LA SANGRE COMO TESTIGO
Un “no iniciado” quizás percibiría en estas palabras un burdo y detestable masoquismo. Pero quien haya tenido alguna experiencia de enamoramiento verá mucho más: la persona o la causa que nos cautiva es digna de que le entreguemos la vida. Por lo demás, en el enamoramiento se da una “mística de la imitación”, que, en el caso presente, es la imitación de Jesús. San Pablo, una vez que conoció a Cristo, cultivó esa pasión, que expresó en las conocidas palabras: “[Lo que deseo es] ser hallado en él… conociéndole a él, el poder de su resurrección y la configuración con sus padecimientos” (Flp 3, 9-10); y a otra comunidad le dirá lleno de gozo y con un cierto orgullo: “Estoy crucificado con Cristo” (Gal 2, 19).

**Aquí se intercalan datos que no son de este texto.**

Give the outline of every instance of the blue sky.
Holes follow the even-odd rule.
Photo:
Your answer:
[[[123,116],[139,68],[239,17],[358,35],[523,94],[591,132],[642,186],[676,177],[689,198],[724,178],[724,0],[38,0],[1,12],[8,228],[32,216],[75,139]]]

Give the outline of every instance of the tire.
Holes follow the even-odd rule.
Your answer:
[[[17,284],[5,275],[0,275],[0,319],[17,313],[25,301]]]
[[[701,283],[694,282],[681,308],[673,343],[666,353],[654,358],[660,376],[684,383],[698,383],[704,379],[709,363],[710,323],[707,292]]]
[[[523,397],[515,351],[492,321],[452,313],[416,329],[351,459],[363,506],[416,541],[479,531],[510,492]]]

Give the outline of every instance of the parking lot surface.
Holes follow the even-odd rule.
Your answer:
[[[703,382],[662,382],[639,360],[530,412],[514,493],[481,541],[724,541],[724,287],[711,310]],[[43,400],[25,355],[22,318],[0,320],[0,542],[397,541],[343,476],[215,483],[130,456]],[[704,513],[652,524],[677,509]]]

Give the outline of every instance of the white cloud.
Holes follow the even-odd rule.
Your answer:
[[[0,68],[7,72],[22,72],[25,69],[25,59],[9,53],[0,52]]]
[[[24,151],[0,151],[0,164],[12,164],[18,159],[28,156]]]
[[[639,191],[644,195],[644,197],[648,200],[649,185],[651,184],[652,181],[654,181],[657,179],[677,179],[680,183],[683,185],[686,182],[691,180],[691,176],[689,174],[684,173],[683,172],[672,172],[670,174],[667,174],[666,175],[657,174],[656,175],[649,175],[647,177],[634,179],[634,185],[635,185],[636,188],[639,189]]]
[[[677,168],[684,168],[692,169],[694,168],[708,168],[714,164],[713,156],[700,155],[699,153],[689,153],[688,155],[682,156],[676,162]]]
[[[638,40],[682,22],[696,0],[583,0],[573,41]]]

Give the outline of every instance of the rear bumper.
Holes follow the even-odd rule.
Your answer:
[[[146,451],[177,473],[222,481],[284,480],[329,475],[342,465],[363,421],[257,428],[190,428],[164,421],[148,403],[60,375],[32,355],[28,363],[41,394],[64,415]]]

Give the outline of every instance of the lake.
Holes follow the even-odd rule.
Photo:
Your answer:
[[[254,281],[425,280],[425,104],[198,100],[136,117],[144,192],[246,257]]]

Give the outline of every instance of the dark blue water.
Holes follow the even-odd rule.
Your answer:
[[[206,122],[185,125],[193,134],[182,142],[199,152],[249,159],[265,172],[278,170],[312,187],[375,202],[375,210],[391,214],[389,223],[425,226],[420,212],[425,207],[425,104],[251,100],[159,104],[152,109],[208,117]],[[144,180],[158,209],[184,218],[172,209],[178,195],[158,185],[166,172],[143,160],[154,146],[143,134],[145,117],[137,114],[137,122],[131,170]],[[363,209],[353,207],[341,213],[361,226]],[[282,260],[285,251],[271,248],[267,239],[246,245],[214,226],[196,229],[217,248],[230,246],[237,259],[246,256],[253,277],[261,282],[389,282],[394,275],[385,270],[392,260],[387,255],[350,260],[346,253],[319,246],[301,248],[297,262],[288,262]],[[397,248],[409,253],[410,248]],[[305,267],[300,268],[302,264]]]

Claret fue un místico de la “cristificación”; se propuso imitar a Jesús en la humildad, obediencia, mansedumbre y caridad, en el vestido y la comida, en el modo de viajar, en carecer de dinero, en la actividad de predicar, en el amor a los niños, pobres, enfermos y pecadores (cf. Aut 428-437). Deseaba además morir como Jesús, viendo en ello un gran motivo de credibilidad de su predicación. Como Pablo de Tarso (y como Jesús), pudo decir a sus múltiples auditorios: “Nunca nos movió la avaricia, Dios es testigo… Deseábamos daros no sólo el Evangelio de Dios, sino también nuestras propias vidas; tan queridos llegasteis a sernos” (1Tes 2, 5.8).
La opción martirial ha estado siempre presente en la Iglesia; tanto en la antigüedad como en tiempos recientes, han sido incontables los creyentes que “no amaron tanto su vida que temieran la muerte” (Ap 12,11) y que “fueron asesinados por la Palabra de Dios y por el testimonio que dieron” (Ap 6, 9)”. Es el gran sello de la credibilidad del mensaje.